Consequently, Kaplan ruled that “(b)to the extent that there are disputes regarding the alleged employment contracts, operating agreements and/or non-compete agreements, such disputes must be resolved in another forum, if at all, as they are outside of my jurisdiction under the NFLPA rules.” Likewise, “(b)issues regarding conversion, misappropriation of confidential information and/or trade secrets, and allegations of disloyalty/receipt of compensation from two (2) different employers must be resolved in another forum, if at all.”

The arbitrator therefore limited his authority in this case to deciding a dispute between Impact Sports and Kiernan over the right to commissions from player contracts, an issue expressly provided for resolution through arbitration under NFLPA rules.

The potential split in the union

There is a potentially important difference between the Rimas Sports and Impact Sports cases. The Rimas Sports case concerns the MLBPA’s disciplinary power, while the Impact Sports case was a dispute between agents and agencies. The NFLPA has a Committee on Agent Regulation and Discipline (CARD), made up of players, that is responsible for investigating and potentially disciplining agents who have violated the regulations. CARD decisions can be appealed to Kaplan.

Nothing about the Impact Sports decision would prevent CARD from taking action against individual agents. However, Kaplan’s decision in that case suggests that the NFLPA would not have the authority to take sweeping disciplinary action against a sports agency for which agents worked, as the MLBPA did. The NFLPA might not be able to prohibit players from continuing to use certain agencies for marketing-related arrangements, for example.
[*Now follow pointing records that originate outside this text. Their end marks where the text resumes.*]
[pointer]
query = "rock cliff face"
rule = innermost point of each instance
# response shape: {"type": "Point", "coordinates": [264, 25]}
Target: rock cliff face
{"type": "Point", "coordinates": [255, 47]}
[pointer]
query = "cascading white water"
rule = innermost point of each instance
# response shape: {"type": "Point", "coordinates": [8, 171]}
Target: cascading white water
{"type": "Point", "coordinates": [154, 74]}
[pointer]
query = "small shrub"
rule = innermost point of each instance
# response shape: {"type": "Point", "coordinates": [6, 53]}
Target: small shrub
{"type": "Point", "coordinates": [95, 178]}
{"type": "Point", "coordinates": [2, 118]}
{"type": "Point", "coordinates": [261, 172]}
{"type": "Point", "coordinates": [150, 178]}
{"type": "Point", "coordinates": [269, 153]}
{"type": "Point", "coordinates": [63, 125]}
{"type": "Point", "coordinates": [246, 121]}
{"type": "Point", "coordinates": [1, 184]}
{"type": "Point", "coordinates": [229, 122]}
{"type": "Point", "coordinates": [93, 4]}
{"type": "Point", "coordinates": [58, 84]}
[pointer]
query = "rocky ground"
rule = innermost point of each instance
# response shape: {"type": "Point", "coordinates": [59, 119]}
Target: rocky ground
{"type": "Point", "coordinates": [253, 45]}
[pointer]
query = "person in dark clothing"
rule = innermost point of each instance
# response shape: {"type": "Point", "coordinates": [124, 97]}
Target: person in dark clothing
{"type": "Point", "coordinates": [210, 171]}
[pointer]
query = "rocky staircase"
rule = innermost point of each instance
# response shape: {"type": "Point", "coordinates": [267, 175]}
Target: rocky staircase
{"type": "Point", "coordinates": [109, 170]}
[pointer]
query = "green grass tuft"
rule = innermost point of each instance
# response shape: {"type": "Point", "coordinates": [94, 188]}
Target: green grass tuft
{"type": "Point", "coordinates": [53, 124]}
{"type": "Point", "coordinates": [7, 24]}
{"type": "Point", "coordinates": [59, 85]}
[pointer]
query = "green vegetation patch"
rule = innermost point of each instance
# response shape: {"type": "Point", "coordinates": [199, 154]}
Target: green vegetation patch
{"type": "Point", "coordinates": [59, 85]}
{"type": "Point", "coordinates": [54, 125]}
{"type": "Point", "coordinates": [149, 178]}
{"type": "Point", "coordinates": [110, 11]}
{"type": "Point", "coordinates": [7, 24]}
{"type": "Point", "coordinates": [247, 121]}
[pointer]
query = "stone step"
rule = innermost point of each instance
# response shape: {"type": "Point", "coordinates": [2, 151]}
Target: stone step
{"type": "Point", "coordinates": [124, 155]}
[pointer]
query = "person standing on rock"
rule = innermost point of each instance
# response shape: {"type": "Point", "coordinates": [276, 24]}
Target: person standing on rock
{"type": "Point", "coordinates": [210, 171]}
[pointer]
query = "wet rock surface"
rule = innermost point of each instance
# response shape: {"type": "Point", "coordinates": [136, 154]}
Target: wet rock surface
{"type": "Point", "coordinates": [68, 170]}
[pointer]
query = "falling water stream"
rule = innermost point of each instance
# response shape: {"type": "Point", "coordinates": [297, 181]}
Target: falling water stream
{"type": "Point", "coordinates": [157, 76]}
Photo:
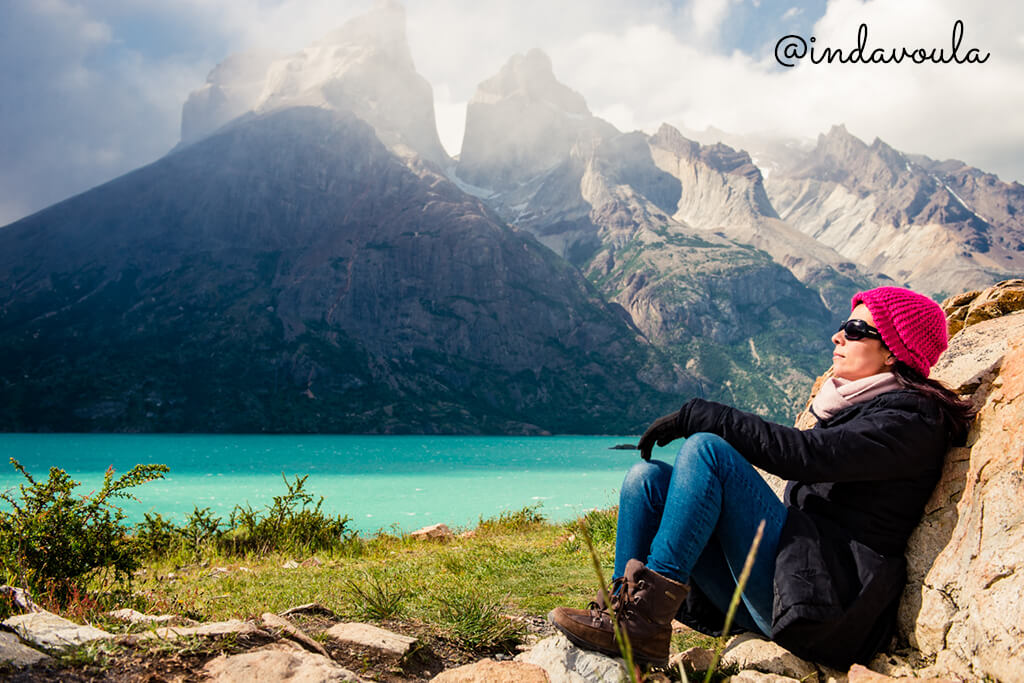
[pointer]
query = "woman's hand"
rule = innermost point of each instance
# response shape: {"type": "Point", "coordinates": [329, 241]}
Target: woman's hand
{"type": "Point", "coordinates": [662, 431]}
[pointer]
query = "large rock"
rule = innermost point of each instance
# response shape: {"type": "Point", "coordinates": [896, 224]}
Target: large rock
{"type": "Point", "coordinates": [962, 606]}
{"type": "Point", "coordinates": [15, 653]}
{"type": "Point", "coordinates": [52, 632]}
{"type": "Point", "coordinates": [565, 663]}
{"type": "Point", "coordinates": [753, 652]}
{"type": "Point", "coordinates": [488, 671]}
{"type": "Point", "coordinates": [366, 635]}
{"type": "Point", "coordinates": [963, 601]}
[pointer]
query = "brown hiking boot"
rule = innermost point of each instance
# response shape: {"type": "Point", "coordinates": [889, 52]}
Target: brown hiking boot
{"type": "Point", "coordinates": [644, 606]}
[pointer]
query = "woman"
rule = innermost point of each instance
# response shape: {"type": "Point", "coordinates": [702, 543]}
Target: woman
{"type": "Point", "coordinates": [827, 577]}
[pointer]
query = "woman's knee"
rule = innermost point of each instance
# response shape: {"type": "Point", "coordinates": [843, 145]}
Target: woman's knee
{"type": "Point", "coordinates": [645, 476]}
{"type": "Point", "coordinates": [710, 449]}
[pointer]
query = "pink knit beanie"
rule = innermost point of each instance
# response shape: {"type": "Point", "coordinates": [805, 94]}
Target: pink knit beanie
{"type": "Point", "coordinates": [911, 326]}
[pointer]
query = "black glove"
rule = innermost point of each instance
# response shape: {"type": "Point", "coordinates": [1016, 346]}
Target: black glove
{"type": "Point", "coordinates": [662, 431]}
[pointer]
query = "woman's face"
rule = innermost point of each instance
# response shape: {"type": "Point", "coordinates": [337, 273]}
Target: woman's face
{"type": "Point", "coordinates": [863, 357]}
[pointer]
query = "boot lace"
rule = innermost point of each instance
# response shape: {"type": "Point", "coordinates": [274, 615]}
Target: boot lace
{"type": "Point", "coordinates": [610, 593]}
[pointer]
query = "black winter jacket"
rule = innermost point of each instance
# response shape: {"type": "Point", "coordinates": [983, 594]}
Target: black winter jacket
{"type": "Point", "coordinates": [858, 484]}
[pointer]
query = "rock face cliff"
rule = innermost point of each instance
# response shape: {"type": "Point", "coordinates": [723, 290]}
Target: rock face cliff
{"type": "Point", "coordinates": [934, 226]}
{"type": "Point", "coordinates": [291, 273]}
{"type": "Point", "coordinates": [622, 207]}
{"type": "Point", "coordinates": [964, 604]}
{"type": "Point", "coordinates": [364, 67]}
{"type": "Point", "coordinates": [963, 609]}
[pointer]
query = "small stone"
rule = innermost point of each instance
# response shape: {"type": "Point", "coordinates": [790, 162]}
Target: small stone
{"type": "Point", "coordinates": [564, 662]}
{"type": "Point", "coordinates": [365, 635]}
{"type": "Point", "coordinates": [692, 660]}
{"type": "Point", "coordinates": [434, 532]}
{"type": "Point", "coordinates": [488, 671]}
{"type": "Point", "coordinates": [15, 653]}
{"type": "Point", "coordinates": [290, 631]}
{"type": "Point", "coordinates": [52, 632]}
{"type": "Point", "coordinates": [861, 674]}
{"type": "Point", "coordinates": [133, 616]}
{"type": "Point", "coordinates": [750, 651]}
{"type": "Point", "coordinates": [275, 662]}
{"type": "Point", "coordinates": [20, 597]}
{"type": "Point", "coordinates": [751, 676]}
{"type": "Point", "coordinates": [308, 608]}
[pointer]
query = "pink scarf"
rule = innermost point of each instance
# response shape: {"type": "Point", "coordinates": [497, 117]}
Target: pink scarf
{"type": "Point", "coordinates": [838, 393]}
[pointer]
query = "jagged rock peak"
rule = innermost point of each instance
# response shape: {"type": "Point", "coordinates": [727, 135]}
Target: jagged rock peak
{"type": "Point", "coordinates": [719, 157]}
{"type": "Point", "coordinates": [365, 67]}
{"type": "Point", "coordinates": [530, 77]}
{"type": "Point", "coordinates": [522, 122]}
{"type": "Point", "coordinates": [839, 142]}
{"type": "Point", "coordinates": [671, 139]}
{"type": "Point", "coordinates": [381, 30]}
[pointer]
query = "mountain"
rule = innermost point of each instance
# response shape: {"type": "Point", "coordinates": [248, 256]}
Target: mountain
{"type": "Point", "coordinates": [742, 326]}
{"type": "Point", "coordinates": [936, 226]}
{"type": "Point", "coordinates": [364, 67]}
{"type": "Point", "coordinates": [309, 258]}
{"type": "Point", "coordinates": [291, 273]}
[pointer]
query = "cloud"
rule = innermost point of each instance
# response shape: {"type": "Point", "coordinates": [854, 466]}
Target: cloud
{"type": "Point", "coordinates": [93, 89]}
{"type": "Point", "coordinates": [78, 108]}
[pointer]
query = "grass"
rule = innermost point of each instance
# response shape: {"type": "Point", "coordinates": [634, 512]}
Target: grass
{"type": "Point", "coordinates": [473, 593]}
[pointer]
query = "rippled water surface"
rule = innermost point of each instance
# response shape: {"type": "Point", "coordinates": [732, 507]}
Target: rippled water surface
{"type": "Point", "coordinates": [378, 481]}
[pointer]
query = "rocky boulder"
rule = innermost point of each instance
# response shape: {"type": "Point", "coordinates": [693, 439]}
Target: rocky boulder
{"type": "Point", "coordinates": [963, 599]}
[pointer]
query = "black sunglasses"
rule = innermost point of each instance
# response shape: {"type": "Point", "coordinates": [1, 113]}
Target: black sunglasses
{"type": "Point", "coordinates": [855, 329]}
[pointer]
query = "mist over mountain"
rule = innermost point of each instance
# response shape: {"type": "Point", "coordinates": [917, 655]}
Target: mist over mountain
{"type": "Point", "coordinates": [291, 273]}
{"type": "Point", "coordinates": [310, 259]}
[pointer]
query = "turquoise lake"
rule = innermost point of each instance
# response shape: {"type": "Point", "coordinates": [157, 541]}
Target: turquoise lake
{"type": "Point", "coordinates": [381, 482]}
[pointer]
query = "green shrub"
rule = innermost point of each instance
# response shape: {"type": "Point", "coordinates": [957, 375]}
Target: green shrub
{"type": "Point", "coordinates": [53, 541]}
{"type": "Point", "coordinates": [293, 523]}
{"type": "Point", "coordinates": [517, 520]}
{"type": "Point", "coordinates": [201, 530]}
{"type": "Point", "coordinates": [156, 536]}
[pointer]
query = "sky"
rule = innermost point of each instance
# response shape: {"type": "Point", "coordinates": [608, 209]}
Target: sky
{"type": "Point", "coordinates": [91, 89]}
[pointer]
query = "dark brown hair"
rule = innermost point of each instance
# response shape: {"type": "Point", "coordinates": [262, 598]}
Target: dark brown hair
{"type": "Point", "coordinates": [958, 413]}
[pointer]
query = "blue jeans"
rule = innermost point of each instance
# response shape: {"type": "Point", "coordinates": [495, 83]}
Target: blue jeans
{"type": "Point", "coordinates": [694, 523]}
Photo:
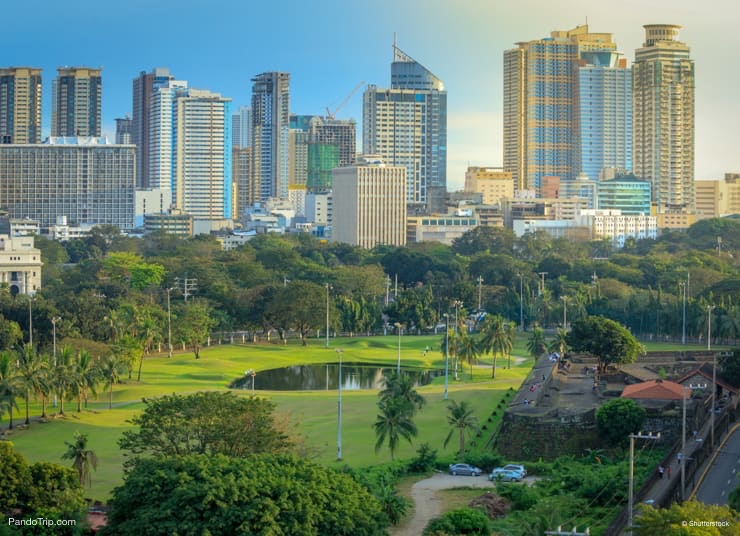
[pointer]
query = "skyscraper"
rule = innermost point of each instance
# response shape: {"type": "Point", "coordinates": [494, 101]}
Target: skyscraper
{"type": "Point", "coordinates": [540, 81]}
{"type": "Point", "coordinates": [269, 175]}
{"type": "Point", "coordinates": [407, 125]}
{"type": "Point", "coordinates": [20, 105]}
{"type": "Point", "coordinates": [603, 113]}
{"type": "Point", "coordinates": [76, 102]}
{"type": "Point", "coordinates": [664, 118]}
{"type": "Point", "coordinates": [190, 149]}
{"type": "Point", "coordinates": [143, 86]}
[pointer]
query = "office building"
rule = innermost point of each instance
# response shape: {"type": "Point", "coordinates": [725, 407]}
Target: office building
{"type": "Point", "coordinates": [625, 193]}
{"type": "Point", "coordinates": [331, 143]}
{"type": "Point", "coordinates": [493, 183]}
{"type": "Point", "coordinates": [88, 180]}
{"type": "Point", "coordinates": [269, 175]}
{"type": "Point", "coordinates": [406, 125]}
{"type": "Point", "coordinates": [143, 88]}
{"type": "Point", "coordinates": [369, 203]}
{"type": "Point", "coordinates": [124, 128]}
{"type": "Point", "coordinates": [76, 102]}
{"type": "Point", "coordinates": [540, 104]}
{"type": "Point", "coordinates": [603, 113]}
{"type": "Point", "coordinates": [663, 88]}
{"type": "Point", "coordinates": [20, 105]}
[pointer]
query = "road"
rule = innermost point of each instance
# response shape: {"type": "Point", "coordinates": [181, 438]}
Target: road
{"type": "Point", "coordinates": [722, 477]}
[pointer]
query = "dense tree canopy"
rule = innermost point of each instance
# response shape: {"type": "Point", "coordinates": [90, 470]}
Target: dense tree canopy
{"type": "Point", "coordinates": [262, 494]}
{"type": "Point", "coordinates": [605, 339]}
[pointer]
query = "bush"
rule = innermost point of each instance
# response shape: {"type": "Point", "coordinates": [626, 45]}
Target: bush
{"type": "Point", "coordinates": [460, 521]}
{"type": "Point", "coordinates": [425, 461]}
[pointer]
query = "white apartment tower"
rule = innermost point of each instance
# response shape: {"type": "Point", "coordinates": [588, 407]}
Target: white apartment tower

The court’s decision in Rimas Sports supports the MLBPA’s broad authority to regulate agents and the agencies they work for, and to arbitrate disputes over its regulations. The NFLPA, on the other hand, does not appear to have such authority. The MLBPA was represented in the case by Jeffrey Kessler of Winston Strawn LLP, who has also long served as outside counsel to the NFLPA. He may recommend that the NFLPA reconsider the scope of its regulations.